Takao (Kentaro Ito), a “regular” high school boy, likes to read “difficult” books such as the poetry collection by Charles Baudelaire from which the film takes its title. He feels himself somewhat above his surroundings, but superficially conforms to the ordinary world around him. Like many of his classmates, he’s developed an adolescent crush on the school’s prettiest girl, Nanako (Shiori Akita), but unlike his friends views her as his “muse”, a pure and untouchable figure of unspeakable desire. Nipping back to the classroom alone to retrieve a forgotten book, he spots Nanako’s gym bag lying on the floor and cannot resist opening it, burying his face in her clothes. Panicked after hearing someone nearby, he takes the bag home with him.

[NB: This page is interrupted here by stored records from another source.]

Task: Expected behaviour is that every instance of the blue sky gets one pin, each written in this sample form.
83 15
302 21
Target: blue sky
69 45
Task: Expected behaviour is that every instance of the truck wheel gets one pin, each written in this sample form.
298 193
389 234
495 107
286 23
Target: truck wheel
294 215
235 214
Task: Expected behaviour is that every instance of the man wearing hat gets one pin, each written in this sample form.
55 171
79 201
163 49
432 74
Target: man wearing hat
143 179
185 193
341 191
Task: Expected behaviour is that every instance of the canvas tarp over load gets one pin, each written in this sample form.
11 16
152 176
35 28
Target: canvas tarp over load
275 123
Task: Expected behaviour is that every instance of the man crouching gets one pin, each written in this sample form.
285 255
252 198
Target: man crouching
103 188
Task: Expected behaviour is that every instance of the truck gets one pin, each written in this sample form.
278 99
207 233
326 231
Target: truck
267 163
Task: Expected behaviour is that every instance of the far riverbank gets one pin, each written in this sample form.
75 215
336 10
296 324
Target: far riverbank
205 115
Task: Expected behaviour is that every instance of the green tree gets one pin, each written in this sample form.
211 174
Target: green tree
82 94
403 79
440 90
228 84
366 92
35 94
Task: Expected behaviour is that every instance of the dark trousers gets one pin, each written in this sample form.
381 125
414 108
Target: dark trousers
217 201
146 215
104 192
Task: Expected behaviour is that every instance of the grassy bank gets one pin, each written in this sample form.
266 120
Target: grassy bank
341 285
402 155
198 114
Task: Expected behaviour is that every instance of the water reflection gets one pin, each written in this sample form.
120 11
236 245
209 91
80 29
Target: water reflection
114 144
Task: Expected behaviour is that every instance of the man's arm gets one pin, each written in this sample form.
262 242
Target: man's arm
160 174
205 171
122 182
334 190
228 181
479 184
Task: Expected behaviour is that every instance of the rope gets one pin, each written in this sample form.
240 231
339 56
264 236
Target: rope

Everyone immediately knows that a “pervert” is responsible for the theft, they just don’t know who it is. Except for the class’ resident strange girl, Sawa (Tina Tamashiro), who apparently witnessed Takao’s descent into perversion in real time. She makes him a deal – write an essay all about what a big pervert he is and she’ll kept his secret in friendly complicity seeing as she is a kind of “pervert” too. Sawa, who is much more obviously “different” than Takao and completely unafraid of embracing it, is convinced that their town is entirely inhabited by “Shit Bugs”, and they are the only elevated beings. Uncomfortable with her own desire, Sawa’s behaviour becomes increasingly intense when Nanako unexpectedly expresses an interest in Takao, apparently impressed that he was so “upfront with his feelings” and willing to stand up for Sawa when she was accused of being a (but not the) thief.

Takao tells Sawa that he just wants to be “normal”, to be the kind of man Nanako could desire. Just another confused teenage boy, he doesn’t yet know who he is or what he feels and is, in a sense, consumed by the sense of emptiness that comes of lacking self-knowledge. He masks his sense of intellectual inferiority by feigning sophistication, spending his free time in second hand bookshops reading the accepted canon with a typically teenage obsession with death and despair. But as he is later forced to admit, he did so largely in order to feel superior. He doesn’t truly understand much of what he read and lacks the maturity to accept his confusion. Nanako challenges him in more ways than one – by calling him on his wilful repression of his desires, and by confronting him about his obsession with Flowers of Evil, a “difficult” book which try as she might she can’t understand. She doesn’t “get” Baudelaire, and she doesn’t “get” Takao because of it, but Takao doesn’t “get” Takao either because he thinks he’s a book filled with blank pages, that if you open the cover there’s really nothing interesting there, just a giant void of emptiness.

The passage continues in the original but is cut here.